Response to Arguments
Applicant's arguments filed on March 31, 2026 have been fully considered but they are not persuasive. Applicants argue “The Office’s own characterization of the prior art indicates that Yoon’s relied-upon member is a discrete shield or plate-like structure rather than a die-surrounding cavity heat sink…That is not the same as a heat sink embedded within encapsulant and physically defining a cavity that encloses five sides of the die.” This is not found persuasive because both Yoon and Yoon0 disclose the shield for EMI purposes and heat dissipation (See Yoon ¶ 0062 and Yoon0 ¶ 0064). Thus, the combination of Yoon and Yoon0 provides the five-sided cavity heat sink embedded within the encapsulant around the die.
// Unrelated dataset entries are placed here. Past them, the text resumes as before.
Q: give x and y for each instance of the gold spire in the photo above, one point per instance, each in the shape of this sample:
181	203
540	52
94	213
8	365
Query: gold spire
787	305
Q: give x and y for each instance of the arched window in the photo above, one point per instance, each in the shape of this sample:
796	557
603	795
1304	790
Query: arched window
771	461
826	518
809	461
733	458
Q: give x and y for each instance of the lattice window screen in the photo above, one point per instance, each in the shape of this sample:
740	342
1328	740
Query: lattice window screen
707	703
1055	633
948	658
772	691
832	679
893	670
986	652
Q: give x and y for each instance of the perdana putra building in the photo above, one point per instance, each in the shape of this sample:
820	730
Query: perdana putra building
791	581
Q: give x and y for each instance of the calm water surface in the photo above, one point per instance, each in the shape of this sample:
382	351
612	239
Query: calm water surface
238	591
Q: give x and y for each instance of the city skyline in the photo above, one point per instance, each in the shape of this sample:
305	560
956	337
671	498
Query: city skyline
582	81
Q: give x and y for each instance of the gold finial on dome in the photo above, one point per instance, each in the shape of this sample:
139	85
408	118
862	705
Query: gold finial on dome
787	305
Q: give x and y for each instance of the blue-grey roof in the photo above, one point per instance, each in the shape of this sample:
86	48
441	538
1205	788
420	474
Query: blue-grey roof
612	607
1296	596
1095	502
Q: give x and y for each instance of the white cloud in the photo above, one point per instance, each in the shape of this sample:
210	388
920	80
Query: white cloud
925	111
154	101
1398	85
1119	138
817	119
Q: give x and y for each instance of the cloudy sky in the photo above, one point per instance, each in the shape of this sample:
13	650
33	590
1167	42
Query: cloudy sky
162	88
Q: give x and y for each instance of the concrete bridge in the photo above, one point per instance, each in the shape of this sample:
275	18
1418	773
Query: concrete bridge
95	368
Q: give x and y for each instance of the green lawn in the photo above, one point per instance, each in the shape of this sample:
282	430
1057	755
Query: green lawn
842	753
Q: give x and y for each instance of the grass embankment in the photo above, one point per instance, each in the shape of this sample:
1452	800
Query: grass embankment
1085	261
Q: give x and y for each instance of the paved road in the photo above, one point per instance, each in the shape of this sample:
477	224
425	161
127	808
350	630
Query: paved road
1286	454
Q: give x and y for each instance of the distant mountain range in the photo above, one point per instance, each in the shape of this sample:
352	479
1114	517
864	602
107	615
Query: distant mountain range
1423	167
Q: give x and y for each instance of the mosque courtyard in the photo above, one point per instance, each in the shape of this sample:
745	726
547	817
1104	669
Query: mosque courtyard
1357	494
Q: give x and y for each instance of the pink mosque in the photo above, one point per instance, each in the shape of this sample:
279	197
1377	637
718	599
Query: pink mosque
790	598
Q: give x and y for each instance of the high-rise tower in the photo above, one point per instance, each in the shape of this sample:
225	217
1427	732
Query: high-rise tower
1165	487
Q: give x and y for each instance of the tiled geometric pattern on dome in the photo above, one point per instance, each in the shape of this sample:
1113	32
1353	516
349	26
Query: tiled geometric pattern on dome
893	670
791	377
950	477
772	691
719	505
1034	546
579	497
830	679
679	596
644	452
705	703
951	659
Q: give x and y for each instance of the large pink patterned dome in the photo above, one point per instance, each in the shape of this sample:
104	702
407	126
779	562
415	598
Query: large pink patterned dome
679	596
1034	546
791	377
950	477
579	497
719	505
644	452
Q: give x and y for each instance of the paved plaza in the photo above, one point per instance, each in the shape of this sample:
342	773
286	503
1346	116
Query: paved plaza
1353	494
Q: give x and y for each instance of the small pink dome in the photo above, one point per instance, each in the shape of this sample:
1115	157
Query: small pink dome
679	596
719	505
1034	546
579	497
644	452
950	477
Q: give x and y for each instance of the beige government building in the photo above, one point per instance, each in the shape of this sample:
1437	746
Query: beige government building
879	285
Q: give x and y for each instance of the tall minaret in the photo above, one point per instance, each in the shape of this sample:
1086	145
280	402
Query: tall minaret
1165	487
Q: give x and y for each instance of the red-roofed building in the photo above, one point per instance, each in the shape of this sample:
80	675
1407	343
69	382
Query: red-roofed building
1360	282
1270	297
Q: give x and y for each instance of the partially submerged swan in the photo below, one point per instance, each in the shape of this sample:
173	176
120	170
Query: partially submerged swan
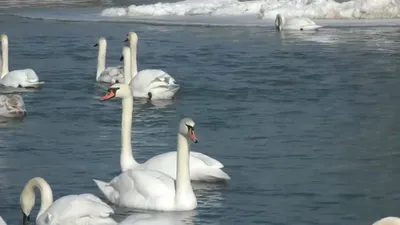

Applicants further argue “The rejection does not identify where Yoon0 teaches that this shield is embedded within an encapsulant layer surrounding the die while also physically defining a five-sided cavity around that die and being exposed to the package exterior…(ii) physically defines a cavity that encloses five sides of that second die.” This is not found persuasive because in response to applicant's arguments against the references individually, one cannot show nonobviousness by attacking references individually where the rejections are based on combinations of references. See In re Keller, 642 F.2d 413, 208 USPQ 871 (CCPA 1981); In re Merck & Co., 800 F.2d 1091, 231 USPQ 375 (Fed. Cir. 1986). It is noted that Yoon0 clearly shows the heat sink enclosing five sides of the second die such that the cavity enclosing five sides of the second die of Yoon is taught as well. As seen in FIG. 2 of Yoon and in view of Yoon0, the heat sink or shield encloses five sides of the second die such that better EMI shield and heat dissipation are provided. Since the cavity is formed in the cross-sectional view in Yoon, the five-sided cavity heat sink embedded within the encapsulant around the die is provided.
Conclusion
THIS ACTION IS MADE FINAL. Applicant is reminded of the extension of time policy as set forth in 37 CFR 1.136(a).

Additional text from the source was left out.